We live in Redding. I actually chatted with Kimberly by email, but I didn't ask about older pups. I will do that.


----------



## bullwinkle

Try Cornerstone Kennels in Chico ,California... Kelly and Mandy. They also have older dogs available at times... Some on line now....as well as pups...


----------



## EstrellaVila

Tons of Norcal breeders, youve already been given names. They also go to local dog shows if you want to meet with them and become more educated in the breed (highly recommend it, and its TONS of fun!)


----------



## Poornima

ama0722 said:


> We have a lot of northern cali Hav Breeders on the forum and it is such a great area to live with a Havanese, they have tons of playdates- I was able to attend a few
> 
> My little boy Dasher is from Kathy who I can't say enough good things about her or my puppy buying experience. There are also several other great breeders from your area on the forum as well- Kimberly, *Elaine*, and Katie. If I am leaving any of you out, sorry I am on a brain freeze!
> 
> You may really want to check out the local havanese club up there as well-http://www.capitalhavaneseclub.com/
> 
> I am sure you will get a lot of members from that area to chime in so good luck with your search


I am originally from N. CA and my Benji and Lizzie are from *Elaine*. She is not only an experienced, reputable breeder but genuinely cares for her pups and puppy owners. She does all the health testing, shows her dogs in AKC shows, and offers all the support and guidance constantly. The puppies always get a good head start at potty training and doggie manners before they go to their forever homes. My experience with Elaine has been wonderful and I highly recommend her. She goes way beyond what is expected of a good, responsible breeder and she is everything I had hoped for.

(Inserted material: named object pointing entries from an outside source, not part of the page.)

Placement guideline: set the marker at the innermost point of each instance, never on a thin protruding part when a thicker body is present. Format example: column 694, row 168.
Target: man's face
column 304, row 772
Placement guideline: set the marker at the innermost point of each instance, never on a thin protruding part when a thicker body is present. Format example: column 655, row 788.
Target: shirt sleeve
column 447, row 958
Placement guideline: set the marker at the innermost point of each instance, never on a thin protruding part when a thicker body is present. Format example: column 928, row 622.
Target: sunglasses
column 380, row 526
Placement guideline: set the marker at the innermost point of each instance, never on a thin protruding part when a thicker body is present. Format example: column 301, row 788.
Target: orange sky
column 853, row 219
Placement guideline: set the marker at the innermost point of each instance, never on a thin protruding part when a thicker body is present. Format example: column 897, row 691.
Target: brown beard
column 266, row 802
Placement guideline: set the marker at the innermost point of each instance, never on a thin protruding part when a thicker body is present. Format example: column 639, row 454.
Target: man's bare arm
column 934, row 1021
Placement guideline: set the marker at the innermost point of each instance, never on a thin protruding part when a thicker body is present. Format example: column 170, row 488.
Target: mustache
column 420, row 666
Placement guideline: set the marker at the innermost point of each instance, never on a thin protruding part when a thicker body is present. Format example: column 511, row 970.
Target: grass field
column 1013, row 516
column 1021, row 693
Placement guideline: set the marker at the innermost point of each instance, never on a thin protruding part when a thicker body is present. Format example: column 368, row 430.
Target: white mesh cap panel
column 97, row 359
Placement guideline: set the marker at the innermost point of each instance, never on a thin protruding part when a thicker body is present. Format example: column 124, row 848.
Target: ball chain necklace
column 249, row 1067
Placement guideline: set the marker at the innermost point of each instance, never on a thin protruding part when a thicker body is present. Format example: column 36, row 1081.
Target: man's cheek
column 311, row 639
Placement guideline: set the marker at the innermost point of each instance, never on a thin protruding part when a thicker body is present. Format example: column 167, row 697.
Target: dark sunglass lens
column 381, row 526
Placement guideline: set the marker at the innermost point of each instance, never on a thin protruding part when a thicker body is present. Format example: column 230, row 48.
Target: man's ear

As Amanda noted here, we have been truly lucky to have a wonderful group of breeders who are dedicated, supportive, experienced, and caring. It has been a pleasure to have met them at various playdates and get togethers.

Good luck with your search!


----------



## coleminer

I really appreciate all your help!

Laurie


----------



## sanducando

**bump* Looking for a breeder in the Bay area / NorCal*

Hi all,

I am so glad to have found this community. We have been learning lots from reading different threads as we prepare to adopt our first Hav 

Does anyone know of any breeders in the Bay area / NorCal with puppies available? We've found a few breeders with young / adult dogs, but only one breeder with pups (Cornerstone Kennels). We've discovered that a lot of breeders mentioned earlier in this thread have stopped breeding, so any guidance would be greatly appreciated from the experts!

Happy holidays everyone!

Sandy


----------



## CacheHavs

Hi Sandy,
Welcome to the forum :welcome: I am glad that you have found us 

I just sent you a private message.


----------



## TilliesMom

okay, REDDING!!! No way! wooooot! woooot!!!!!
I'm gonna send you a pm!


----------



## lfung5

I don't think Cornerstone Kennels does all the proper health testing. You might want to research that. There are a ton of great breeder sin your area. I'm sure some other members will chime in.


----------



## juliav

Sandy,

Did you see breeder recommendations on the previous page??

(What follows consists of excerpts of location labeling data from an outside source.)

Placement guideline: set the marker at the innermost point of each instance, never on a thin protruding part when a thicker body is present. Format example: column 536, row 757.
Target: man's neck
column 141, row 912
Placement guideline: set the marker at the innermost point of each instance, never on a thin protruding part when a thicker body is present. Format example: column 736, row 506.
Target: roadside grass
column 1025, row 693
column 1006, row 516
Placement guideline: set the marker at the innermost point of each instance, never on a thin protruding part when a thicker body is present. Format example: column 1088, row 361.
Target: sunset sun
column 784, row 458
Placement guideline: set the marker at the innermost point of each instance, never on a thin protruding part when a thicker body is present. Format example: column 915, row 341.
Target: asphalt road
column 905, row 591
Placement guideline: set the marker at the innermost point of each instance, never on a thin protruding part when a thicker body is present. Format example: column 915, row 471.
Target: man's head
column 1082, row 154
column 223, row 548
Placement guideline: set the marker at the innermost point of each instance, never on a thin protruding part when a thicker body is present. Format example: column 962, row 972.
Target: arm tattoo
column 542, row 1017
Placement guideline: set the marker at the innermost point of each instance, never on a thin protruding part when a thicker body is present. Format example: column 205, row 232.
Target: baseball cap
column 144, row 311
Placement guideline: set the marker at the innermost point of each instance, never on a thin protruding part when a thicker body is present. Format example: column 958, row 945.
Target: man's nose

Edited to add that Corner Stone doesn't do much in terms of health testing and doesn't show/champion their dogs. They also always have puppies available that they charge premium for. I would look elsewhere.


----------



## nycali

I highly recommend the 3 mentioned: Elaine, Kathy and Kimberly for their reputation and wisdom to share. They are the ones I have been in contact with for advice and information, and I would happily recommend them.


----------



## bullwinkle

My dog Shadow has been great. I have all the papers that show the testing of her parents and her father was a champion..so they do show/champion their dogs... just difference of opinion here. I just have had a good experience with cornerstone kennels so would recommend them ....


----------



## sanducando

The reason why I bumped this thread is because we've researched/contacted all the breeders recommended earlier and most, if not all, did not have puppies available. I was hoping to get a fresh perspective since the thread is somewhat stale (from 2008).

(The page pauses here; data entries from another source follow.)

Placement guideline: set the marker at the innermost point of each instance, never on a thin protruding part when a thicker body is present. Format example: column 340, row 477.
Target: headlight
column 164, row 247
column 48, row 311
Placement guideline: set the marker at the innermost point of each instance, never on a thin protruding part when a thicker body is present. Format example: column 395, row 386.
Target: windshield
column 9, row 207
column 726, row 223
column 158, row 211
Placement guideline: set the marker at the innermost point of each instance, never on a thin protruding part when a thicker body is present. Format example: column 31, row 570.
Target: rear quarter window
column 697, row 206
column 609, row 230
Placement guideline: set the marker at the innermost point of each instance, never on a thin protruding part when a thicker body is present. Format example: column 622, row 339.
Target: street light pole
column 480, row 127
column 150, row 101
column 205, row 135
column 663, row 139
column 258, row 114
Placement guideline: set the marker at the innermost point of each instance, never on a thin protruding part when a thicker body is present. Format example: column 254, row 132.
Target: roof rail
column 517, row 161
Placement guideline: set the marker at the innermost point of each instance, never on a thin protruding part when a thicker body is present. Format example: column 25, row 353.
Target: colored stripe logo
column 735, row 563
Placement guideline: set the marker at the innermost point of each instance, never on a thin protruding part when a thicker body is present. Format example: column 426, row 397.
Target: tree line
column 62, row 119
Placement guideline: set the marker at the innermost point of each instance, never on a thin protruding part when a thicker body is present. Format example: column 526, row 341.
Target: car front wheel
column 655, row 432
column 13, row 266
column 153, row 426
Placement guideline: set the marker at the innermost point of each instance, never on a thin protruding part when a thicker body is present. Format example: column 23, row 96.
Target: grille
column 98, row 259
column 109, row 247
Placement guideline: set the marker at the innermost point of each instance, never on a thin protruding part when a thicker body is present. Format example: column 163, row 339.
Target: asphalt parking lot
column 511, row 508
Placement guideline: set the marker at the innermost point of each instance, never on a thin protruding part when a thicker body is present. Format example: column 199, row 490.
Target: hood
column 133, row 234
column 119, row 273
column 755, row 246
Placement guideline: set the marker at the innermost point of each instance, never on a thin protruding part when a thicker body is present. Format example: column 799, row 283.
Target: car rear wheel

I'd be interested to hear more on CK and your experiences with them - I was under the impression they show their dogs, but I have heard differently from others as well. Also, do breeders generally discourage visiting different breeders' litters to decide which puppy to take home? Is it usually a one-time visit and adoption, or do breeders prefer to establish a relationship with adopters over time as they choose which dog to take home?

Thanks in advance, this is a great help!


----------



## The Laughing Magpie

Good breeders welcome a visit or two just not in the same day you visit another kennel. If possible you should visit the breeder and see where they keep their dogs. Also you should see the dogs pedigree before you buy. It is easy to check if a Breeder has dogs being shown or are showing. You just follow the shows, it is easy on the internet.


----------



## pjewel

Sandy, welcome to the group. I'm sure you'll get other suggestions for Northern California breeders. I'm in New York so I'll leave that to the locals. You'll find a lot of great information here so hang around, ask all the questions you like and you'll find the perfect havanese for you.

Good luck with the move as well.


----------



## bullwinkle

HI, Shadows parents were Ivan and Goldie.. She was about 3 months when I got her.. She was shipped to New York from Chico ,California which was scary for me but she turned out fine. She has been the best dog I have ever had and I have been through a lot of different dogs...I had no problems with cornerstone kennels but if you are close by them they should let you visit..I would have liked to see what their facility is like...Good luck with all...


----------



## The Laughing Magpie

I hope you post about your visit


----------